1.4 Ensure that operation requires minimal strength, grip and wrist twisting
Using the terminal may require a number of physical operations - pressing buttons or keys, turning knobs or other moving parts, inputting cards or other items and retrieving cards, tickets or other outputs. All these operations should be possible with minimal grip, pushing and pulling strength or twisting of the wrist.
Many, particularly older, users have greatly reduced strength due to degenerative conditions that affect muscle power or restrict movements of the joints in the fingers, hands and wrists. Most operations on a terminal require finger or hand movements. If the controls are too stiff, the slots too narrow or the machine's grip on items too tight, some users may not have the strength to overcome this and will be unable to use the terminal.
Directions and Techniques
Favour pressing, but with modest force
As far as possible, avoid using controls that have to be gripped and turned rather than pressed.

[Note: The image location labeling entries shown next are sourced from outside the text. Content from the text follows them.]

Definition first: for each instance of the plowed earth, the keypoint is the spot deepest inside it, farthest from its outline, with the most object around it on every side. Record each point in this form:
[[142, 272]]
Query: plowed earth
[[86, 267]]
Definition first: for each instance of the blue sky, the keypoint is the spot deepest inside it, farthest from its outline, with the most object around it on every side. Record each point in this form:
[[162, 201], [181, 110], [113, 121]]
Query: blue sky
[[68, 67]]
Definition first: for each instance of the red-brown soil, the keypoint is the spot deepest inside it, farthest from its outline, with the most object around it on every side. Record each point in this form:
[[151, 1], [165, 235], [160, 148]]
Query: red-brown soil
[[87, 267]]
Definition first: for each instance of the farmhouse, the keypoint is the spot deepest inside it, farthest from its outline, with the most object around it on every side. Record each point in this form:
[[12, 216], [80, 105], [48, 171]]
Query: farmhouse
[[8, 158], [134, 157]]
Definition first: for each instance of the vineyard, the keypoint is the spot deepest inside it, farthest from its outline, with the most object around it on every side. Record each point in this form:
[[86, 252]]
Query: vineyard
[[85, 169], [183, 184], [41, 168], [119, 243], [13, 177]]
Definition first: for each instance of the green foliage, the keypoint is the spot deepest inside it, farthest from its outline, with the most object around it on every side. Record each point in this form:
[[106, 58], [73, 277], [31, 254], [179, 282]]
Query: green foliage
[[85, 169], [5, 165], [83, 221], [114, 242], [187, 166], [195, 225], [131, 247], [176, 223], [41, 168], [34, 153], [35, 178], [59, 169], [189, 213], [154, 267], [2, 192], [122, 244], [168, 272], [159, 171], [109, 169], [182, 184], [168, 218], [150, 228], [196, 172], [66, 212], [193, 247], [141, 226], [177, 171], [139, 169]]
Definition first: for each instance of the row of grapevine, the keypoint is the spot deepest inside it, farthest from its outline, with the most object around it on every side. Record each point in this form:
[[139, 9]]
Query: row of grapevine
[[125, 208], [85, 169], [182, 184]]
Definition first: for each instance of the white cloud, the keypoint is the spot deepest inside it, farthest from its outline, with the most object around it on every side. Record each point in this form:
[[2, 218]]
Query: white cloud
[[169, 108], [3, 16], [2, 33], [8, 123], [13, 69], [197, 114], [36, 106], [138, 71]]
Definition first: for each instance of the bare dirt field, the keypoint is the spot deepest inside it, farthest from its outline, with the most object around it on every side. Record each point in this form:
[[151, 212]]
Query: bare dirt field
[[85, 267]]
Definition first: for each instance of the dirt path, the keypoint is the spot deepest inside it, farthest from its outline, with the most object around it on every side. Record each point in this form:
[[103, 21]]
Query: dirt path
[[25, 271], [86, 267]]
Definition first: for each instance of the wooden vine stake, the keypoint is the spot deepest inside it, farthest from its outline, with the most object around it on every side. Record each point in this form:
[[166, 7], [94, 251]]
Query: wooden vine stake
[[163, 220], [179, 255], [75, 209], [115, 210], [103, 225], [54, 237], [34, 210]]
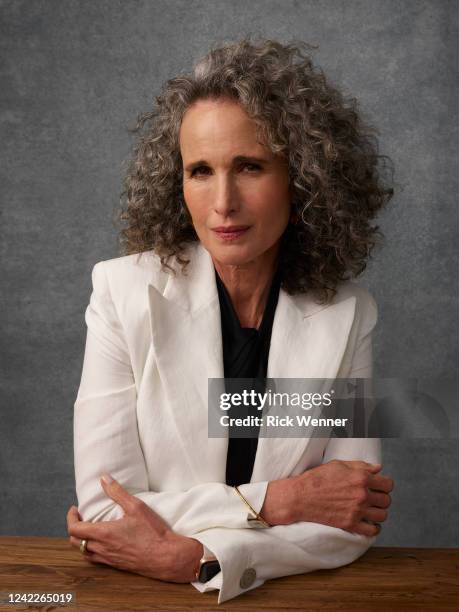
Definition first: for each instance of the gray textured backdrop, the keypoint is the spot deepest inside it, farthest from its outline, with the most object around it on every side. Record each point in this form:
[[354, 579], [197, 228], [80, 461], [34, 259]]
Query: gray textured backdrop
[[75, 74]]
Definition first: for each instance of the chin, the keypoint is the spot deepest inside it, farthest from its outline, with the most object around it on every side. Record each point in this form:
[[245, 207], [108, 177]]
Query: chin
[[233, 255]]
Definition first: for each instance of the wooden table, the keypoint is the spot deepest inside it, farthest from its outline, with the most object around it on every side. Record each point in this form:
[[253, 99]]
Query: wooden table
[[383, 579]]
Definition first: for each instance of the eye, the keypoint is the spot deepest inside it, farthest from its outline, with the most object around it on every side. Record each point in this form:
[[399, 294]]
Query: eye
[[252, 167], [197, 171]]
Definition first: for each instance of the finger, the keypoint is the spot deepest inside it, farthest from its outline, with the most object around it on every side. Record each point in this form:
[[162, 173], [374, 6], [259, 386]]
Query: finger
[[84, 530], [118, 493], [96, 558], [373, 467], [73, 517], [379, 499], [378, 482]]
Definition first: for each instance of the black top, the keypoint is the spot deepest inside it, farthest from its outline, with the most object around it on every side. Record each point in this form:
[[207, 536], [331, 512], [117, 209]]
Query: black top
[[245, 355]]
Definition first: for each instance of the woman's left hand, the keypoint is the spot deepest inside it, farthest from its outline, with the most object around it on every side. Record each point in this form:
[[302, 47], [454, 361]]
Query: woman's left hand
[[140, 542]]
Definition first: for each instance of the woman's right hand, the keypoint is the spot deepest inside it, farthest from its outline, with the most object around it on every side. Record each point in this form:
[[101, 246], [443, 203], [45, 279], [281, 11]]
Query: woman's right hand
[[344, 494]]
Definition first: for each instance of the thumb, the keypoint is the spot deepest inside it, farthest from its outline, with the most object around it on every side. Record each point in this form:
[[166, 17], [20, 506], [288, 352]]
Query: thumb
[[114, 490]]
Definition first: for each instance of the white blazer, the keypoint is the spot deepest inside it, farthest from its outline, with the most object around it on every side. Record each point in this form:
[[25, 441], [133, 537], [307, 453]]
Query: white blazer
[[153, 340]]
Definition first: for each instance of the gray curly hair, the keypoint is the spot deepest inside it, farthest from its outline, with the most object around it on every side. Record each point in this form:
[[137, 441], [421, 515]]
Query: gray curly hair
[[334, 165]]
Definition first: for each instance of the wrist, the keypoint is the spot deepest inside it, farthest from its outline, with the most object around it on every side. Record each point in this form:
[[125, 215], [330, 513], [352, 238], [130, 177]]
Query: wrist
[[280, 506], [196, 555]]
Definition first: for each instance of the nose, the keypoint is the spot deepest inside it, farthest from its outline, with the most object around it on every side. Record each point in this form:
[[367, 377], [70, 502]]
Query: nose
[[226, 197]]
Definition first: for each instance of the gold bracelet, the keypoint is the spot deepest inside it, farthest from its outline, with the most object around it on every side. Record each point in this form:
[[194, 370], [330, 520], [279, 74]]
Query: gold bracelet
[[258, 517]]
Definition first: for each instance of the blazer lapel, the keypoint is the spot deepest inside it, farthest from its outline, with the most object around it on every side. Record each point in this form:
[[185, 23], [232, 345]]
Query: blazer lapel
[[308, 341], [187, 341]]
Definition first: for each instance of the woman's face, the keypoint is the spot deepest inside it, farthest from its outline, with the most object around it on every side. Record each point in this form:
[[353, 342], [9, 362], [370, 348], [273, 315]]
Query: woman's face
[[232, 181]]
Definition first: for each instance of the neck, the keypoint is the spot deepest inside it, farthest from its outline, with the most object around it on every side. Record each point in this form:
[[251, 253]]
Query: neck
[[248, 286]]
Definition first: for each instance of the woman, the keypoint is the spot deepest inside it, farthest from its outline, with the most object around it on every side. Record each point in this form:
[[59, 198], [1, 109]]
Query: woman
[[249, 201]]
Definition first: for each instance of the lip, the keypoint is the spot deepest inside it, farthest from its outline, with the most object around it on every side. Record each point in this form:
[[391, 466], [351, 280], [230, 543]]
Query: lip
[[230, 228], [231, 232]]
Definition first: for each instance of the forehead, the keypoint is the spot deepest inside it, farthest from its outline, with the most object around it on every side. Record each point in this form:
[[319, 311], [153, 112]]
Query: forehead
[[218, 124]]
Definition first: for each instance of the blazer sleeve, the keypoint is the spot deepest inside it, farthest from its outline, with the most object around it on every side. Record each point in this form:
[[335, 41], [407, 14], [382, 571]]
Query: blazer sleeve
[[248, 558], [106, 436]]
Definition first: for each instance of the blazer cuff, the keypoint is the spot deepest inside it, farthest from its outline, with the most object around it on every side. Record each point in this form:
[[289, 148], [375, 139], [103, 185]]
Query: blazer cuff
[[236, 576]]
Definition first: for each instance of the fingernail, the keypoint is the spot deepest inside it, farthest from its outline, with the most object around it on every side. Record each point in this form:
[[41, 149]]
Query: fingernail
[[107, 478]]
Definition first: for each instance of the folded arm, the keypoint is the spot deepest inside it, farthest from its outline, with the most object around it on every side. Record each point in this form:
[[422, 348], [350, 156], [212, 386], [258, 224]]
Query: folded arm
[[106, 436], [249, 558]]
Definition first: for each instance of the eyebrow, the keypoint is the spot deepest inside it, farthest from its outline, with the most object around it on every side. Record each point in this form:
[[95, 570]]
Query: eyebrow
[[238, 159]]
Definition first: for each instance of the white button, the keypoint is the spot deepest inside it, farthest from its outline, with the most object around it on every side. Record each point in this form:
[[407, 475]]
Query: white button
[[247, 578]]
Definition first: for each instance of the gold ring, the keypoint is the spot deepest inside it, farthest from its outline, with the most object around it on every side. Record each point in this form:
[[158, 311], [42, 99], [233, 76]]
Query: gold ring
[[83, 546]]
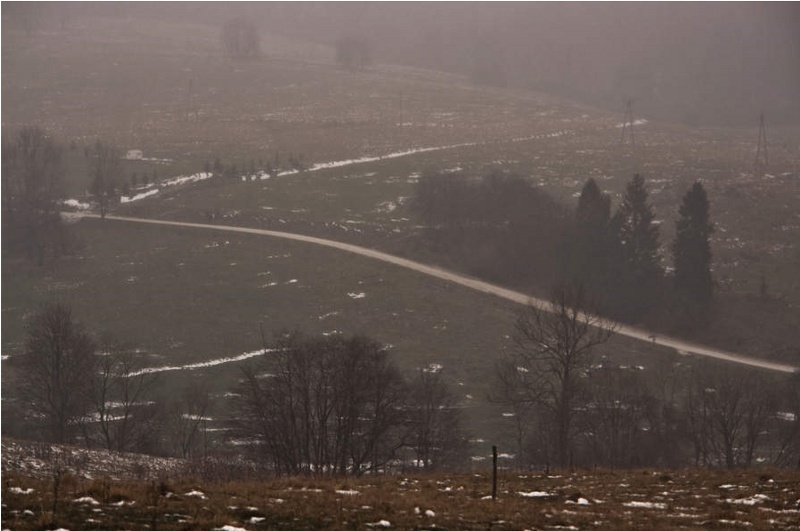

Allow for a maximum pressing force of 5lbf.
Don't grip outputs too tightly
Ensure that the machine's grip on outputs such as money, tickets, receipts and returned cards is no more than is necessary to prevent them being pulled out by the wind or other environmental conditions.
Make tearing easy
If tickets are delivered using perforated paper rolls, make sure the perforations are easily broken by a tugging motion.
How you could check for this:
Test with real users
To test for this, you should have a prototype used in a realistic situation by real people, particularly older people.